From previous experience with monetary values, a lot of the distributions are lognormal distributions (Figure 6). These distributions are not what a lot of models require (ex: Logistical Distribution) and require for the data to be converted to a lognormal scale to make the distribution linear for the modeling step.

In total there was two iterations, all by adjusting the features that were lognormally distributed, and converting those distributions into normal distributions before modeling. The first iteration consisted of converting only values for the currency in Yuan to normal scale. The second iteration consisted of casting a wider net for those distributions that appeared to be lognormal.

The parameters that are being tuned are as follows for the perspective models are:

  1. Logistic Regression: penalty [l1,l2], and multi_class [auto,ovr]
  2. Decision Tree: criterion[gini,entropy], and splitter [best,random]
  3. Random Forest: n_estimators [100, 120, 140, 160, 180, 200], and criterion [gini, entropy]
  4. SVC: kernel [linear, poly, rbf, sigmoid], and max_iter [500,1000]
  5. XGBoost: n_estimators [100, 200], learning_rate[.1,.15], and loss [deviance,exponential]

Some of these parameters are because they were taking too much time to train the model. SVC had a max iteration parameter set, because if left unchanged, then it was training for over a day before the process was stopped.

Results

For each iteration, the decision tree testing the highest F1 Score as seen in Figure 7. Given the changes to the dataset, the fact that the same model produced the highest level by a fairly wide margin every iteration is quite surprising.

Figure 7: F1 Scores for each model over the three various datasets.

Based on the iterations that the data was on, the best F1 scores were received from the second iteration, and the third iteration produced lower F1 scores than the basic raw data. There was 95 features that were used for prediction of if the company went bankrupt. Features were replaced when the values were converted to lognormal and then these features were used in modeling. With 95 features being present in each iteration, analysis was only completed on the top ten features for each dataset.

Top ten features for the first iteration:

Figure 8: Bar chart showing the top ten features from the first round of modeling.

Top ten features for the second iteration:

Figure 9: Bar chart showing the top ten features from the first round of modeling.

Top ten features for the third iteration:

Figure 10: Bar chart showing the top ten features from the first round of modeling.

How the top ten features changed over the three iterations.

Figure 11: Feature Weights for the best model for each iteration.

The first couple of iterations have Borrowing Dependency a clear feature that has the most weight. Borrowing dependency was changed in the last iteration because it was a parameter that was adjusted for log10 adjustments. This changed the feature weight significantly, but it was still in the top 10 features.
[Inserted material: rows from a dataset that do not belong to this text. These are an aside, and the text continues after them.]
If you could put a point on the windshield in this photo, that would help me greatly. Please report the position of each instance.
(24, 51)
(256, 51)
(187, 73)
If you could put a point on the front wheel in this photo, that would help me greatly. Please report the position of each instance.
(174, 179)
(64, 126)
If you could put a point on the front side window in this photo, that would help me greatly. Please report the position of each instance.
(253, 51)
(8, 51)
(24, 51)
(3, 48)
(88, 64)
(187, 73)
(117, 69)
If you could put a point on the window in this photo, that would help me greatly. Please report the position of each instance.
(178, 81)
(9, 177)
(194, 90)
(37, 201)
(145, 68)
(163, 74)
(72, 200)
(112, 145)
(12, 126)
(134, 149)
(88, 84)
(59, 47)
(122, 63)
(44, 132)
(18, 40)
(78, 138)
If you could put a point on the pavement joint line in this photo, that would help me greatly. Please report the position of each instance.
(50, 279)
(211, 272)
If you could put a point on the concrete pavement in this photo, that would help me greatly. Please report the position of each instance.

The last iteration had Net Income for StockHolders Equality become the top feature weight, and ROA(B) before interest and depreciation after tax continue to be in the top ten weighted features for the dataset. This feature was also one of two that were features in the top ten for all three set. The other feature that had a weight big and most consistently in the top ten was Non-Industry income and expenses/revenue. These features all had interesting trends throughout the project and each iteration.

Another item of note was the number of high correlation features that were noticed during the EDA portion of the project only had one out of eight features have weight for the top feature for the top performing model in the projects iterations.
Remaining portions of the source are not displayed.